- Directed by: Robert N. Bradbury
- Written by: Robert N. Bradbury
- Produced by: Anthony J. Xydias Sunset Productions
- Starring: Kenneth MacDonald
- Cinematography: L. W. McManigal
- Distributed by: Aywon Film Corporation
- Release date: July 1, 1924;
- Running time: 6 reels
- Country: United States
- Languages: Silent English intertitles

= Yankee Speed =

1924 film

Yankee Speed is a 1924 American silent Western film directed by Robert N. Bradbury and starring Kenneth MacDonald.

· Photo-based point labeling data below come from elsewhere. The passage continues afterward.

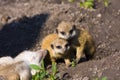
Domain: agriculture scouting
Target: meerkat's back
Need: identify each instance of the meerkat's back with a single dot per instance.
(47, 40)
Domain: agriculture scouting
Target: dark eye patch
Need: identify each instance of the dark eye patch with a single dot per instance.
(71, 31)
(63, 33)
(67, 45)
(59, 47)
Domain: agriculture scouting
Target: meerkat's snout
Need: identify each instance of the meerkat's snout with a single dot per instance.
(60, 46)
(66, 30)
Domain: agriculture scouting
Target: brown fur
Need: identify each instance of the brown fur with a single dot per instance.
(53, 39)
(15, 71)
(82, 40)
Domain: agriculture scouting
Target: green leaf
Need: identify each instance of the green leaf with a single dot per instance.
(106, 3)
(54, 68)
(71, 0)
(35, 67)
(104, 78)
(88, 4)
(90, 1)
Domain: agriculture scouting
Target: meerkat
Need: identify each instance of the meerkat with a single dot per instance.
(6, 60)
(32, 57)
(15, 71)
(20, 65)
(78, 38)
(57, 48)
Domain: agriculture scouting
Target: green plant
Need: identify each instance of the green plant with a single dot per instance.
(71, 0)
(106, 3)
(52, 76)
(87, 4)
(103, 78)
(73, 63)
(43, 74)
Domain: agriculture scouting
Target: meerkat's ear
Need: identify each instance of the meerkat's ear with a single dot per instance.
(56, 31)
(52, 46)
(74, 26)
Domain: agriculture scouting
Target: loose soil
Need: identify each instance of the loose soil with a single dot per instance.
(31, 20)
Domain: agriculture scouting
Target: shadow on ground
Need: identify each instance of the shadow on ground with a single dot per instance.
(20, 34)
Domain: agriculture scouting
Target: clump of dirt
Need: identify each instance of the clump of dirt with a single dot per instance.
(31, 20)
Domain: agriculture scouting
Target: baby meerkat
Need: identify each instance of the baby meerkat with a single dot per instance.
(18, 68)
(78, 38)
(15, 71)
(57, 48)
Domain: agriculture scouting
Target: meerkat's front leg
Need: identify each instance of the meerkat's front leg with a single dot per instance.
(67, 62)
(79, 53)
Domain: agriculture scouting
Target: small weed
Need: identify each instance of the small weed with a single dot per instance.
(71, 0)
(52, 76)
(87, 4)
(42, 74)
(106, 3)
(73, 63)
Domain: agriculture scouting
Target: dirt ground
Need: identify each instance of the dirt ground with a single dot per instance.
(31, 20)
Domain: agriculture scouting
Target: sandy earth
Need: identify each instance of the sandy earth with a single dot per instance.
(31, 20)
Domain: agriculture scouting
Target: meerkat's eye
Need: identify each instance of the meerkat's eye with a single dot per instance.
(59, 47)
(63, 33)
(66, 45)
(71, 31)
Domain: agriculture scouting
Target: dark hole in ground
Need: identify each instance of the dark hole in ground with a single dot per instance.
(21, 34)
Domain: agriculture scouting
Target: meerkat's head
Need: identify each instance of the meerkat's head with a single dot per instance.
(60, 46)
(66, 30)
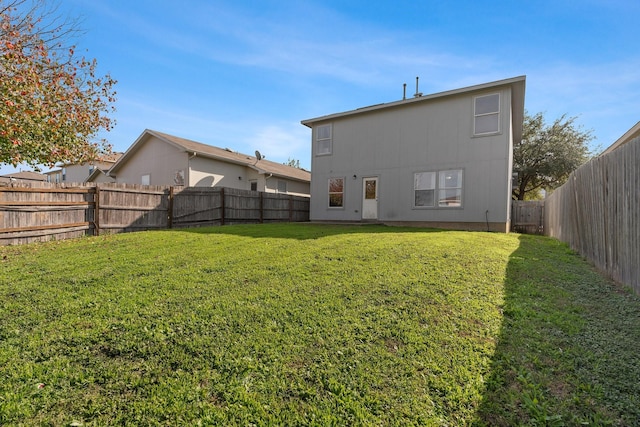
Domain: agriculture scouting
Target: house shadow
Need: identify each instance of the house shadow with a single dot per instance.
(559, 359)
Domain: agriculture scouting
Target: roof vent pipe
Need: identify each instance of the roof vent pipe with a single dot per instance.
(417, 94)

A print is preserved at the Library of Congress.

==Cast==
- Kenneth MacDonald as Dick Vegas
- Jay Hunt as Don Verdugo
- Richard Lewis as Pedro Ramirez
- Milton J. Fahrney as Jose T. Vegas (* as Milton Fahrney)
- John Henry as Ramon Garcia
- Viola Yorga as Marquita Fernandez
- Virginia Ainsworth as Inez La Velle

== Censorship ==
Before Yankee Speed could be exhibited in Kansas, the Kansas Board of Review required the removal of a scene in reel 3, where a woman's undergarments are held up, and all Faro games in reel 5, except for the last scene.